I tried to sit thru my first Akira Kurosawa movie of this marathon, The Bad Sleep Well, but the bad/missing translation combined with this oppressive heat just irritated me to no end. I wasn’t going to sit thru two hours plus of this horrible half-assed translation. So I switched to the classic Hitchcock suspense movie, Psycho and now I probably won’t be able to take a shower for a while. Great.
I guess since I watched a portion of the Kurosawa movie, I should at least comment on what it’s about, at least the amount that I watched. The story, in general, is about a bunch of corrupt businessmen (there’s an oxymoron) getting their come-uppance. The movie begins at a wedding and Kurosawa does an excellent job of putting in the pit with a bunch of journalists who are observing this “interesting” wedding. That’s about as far as I got. Like I said, the translation was horrible and even though I can understand a majority of what the actors were saying, seeing the F.O.B. translation at the bottom got annoying. The rest of the movie is about the young man who marries this woman, who happens to be the daughter of one of these corrupt S.O.B.s and (is cripple) and how the young man uses her to avenge his father’s suicide.
So then Psycho. In the two movies that I’ve watched Janet Leigh in so far, she’s been carrying a briefcase. Just an observation.
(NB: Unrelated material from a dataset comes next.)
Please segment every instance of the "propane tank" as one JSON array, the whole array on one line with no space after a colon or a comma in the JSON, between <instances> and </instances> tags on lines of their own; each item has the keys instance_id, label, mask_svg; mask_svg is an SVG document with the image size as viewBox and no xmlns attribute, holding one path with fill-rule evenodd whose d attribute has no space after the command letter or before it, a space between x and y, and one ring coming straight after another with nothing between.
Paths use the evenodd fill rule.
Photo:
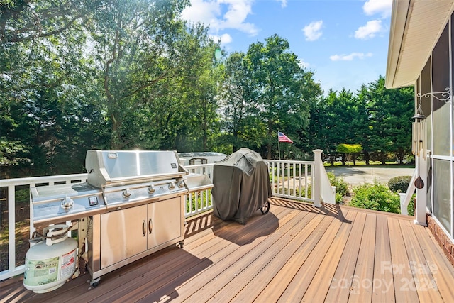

In Touch of Evil, she’s holding Charlie Heston’s briefcase that carries his gun that ends up being used in a murder. In Psycho, she’s stolen $40,000 and absconds to the lovely Bates Motel, where the caretaker has Mommy issues and, well, I’m not going to ruin that part for you.
The shower scene is, of course classic, but equally tense is the staircase scene toward the end as Leigh enters the Bates Motel. The shadows, the music, the atmosphere. It’s all top-notch. I do however need to break away from using Hitch as a crutch. Similarly to Chaplin’s movies in the early part of this sojourn, Hitch’s movies, while great, have been my fall back one too many times.
Other movies from 1960 include Spartacus, the Jack Lemmon classic The Apartment, the French New Wave crime drama Breathless, Fellini’s La Dolce Vita and The Magnificent Seven, a blatant rip-off of Kurosawa’s Seven Samurai. Tomorrow, Paul Newman. Jackie Gleason. A pool table and an epic/classic showdown.